The second most common gift was food, which, having all spoiled, admittedly smelled worse than the perfume—though they made many jokes to the contrary.

Then there was the clothing. So much clothing. Some of it fit and some didn’t, some was tasteful and some wasn’t. But considering May worked seven days a week and rotated through the same set of simple dresses and aprons, it was hard to argue that any man who sent her clothing really knew her, even if he knew her measurements.

Four and a half hours later, the sun had long since gone down, and May and her mother sat like two lonely dinghies in an ocean of ribbon, string, and paper.

“Well,” said Mum. “Whom do you like best?”

May picked up a block of blue-veined cheese—they hadn’t decided if it was supposed to be that way or not—and dropped it back into a pile of white waxed paper.

“Don’t sulk, Maylily,” Mum said. “You’ve got to pick someone.”

“I certainly don’t!” May gestured at the wreckage around them. “Look at this place.
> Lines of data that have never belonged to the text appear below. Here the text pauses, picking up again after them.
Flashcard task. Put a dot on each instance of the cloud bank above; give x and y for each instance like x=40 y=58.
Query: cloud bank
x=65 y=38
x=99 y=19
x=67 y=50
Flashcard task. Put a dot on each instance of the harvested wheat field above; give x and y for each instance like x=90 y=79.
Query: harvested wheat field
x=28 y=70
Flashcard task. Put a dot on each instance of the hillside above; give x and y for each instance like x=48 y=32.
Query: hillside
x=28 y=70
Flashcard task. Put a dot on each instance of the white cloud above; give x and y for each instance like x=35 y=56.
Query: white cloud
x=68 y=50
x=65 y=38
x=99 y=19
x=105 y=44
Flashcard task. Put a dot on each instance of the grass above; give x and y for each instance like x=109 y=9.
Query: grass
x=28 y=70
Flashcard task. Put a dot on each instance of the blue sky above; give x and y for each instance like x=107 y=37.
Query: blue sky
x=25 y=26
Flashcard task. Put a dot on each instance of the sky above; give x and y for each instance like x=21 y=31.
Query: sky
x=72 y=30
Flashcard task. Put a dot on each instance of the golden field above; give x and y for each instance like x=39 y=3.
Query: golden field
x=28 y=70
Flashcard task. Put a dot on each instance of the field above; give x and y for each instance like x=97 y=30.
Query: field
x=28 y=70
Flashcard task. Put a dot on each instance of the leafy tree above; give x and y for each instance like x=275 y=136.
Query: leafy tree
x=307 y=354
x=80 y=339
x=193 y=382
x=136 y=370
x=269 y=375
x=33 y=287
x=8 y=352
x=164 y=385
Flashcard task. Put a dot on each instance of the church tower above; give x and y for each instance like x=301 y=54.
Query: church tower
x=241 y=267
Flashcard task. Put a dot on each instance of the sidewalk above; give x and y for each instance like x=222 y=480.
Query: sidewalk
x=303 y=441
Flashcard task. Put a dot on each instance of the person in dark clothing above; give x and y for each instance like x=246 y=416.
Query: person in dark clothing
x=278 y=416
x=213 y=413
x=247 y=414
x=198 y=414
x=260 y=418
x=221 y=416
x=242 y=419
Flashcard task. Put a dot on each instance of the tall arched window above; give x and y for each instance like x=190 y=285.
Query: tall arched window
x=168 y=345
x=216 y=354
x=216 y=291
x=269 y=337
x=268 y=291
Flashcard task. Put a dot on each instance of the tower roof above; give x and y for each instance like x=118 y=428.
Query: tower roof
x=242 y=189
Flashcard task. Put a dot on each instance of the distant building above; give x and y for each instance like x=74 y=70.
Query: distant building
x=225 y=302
You came here to help me clean my shop for the season and instead we destroyed it, because you’ve got a bee in your bonnet that I need a ring on my finger and a man in my life. Well, I don’t. I built a successful business on Coin Hill, I have loads of friends, and I’m happy, Mum. I’m happy! Doesn’t that count for something?”

Mum leaned over, picked up the veiny cheese, and began wrapping it up. “It counts for everything, May,” she said softly. “I’ll start tidying this mess. You take a break.”

“Forget it. We’ll tackle it tomorrow.” May stood and reached out a hand to help Mum up. “Good thing I closed for the week. Come on, I’ll put a kettle on for tea.”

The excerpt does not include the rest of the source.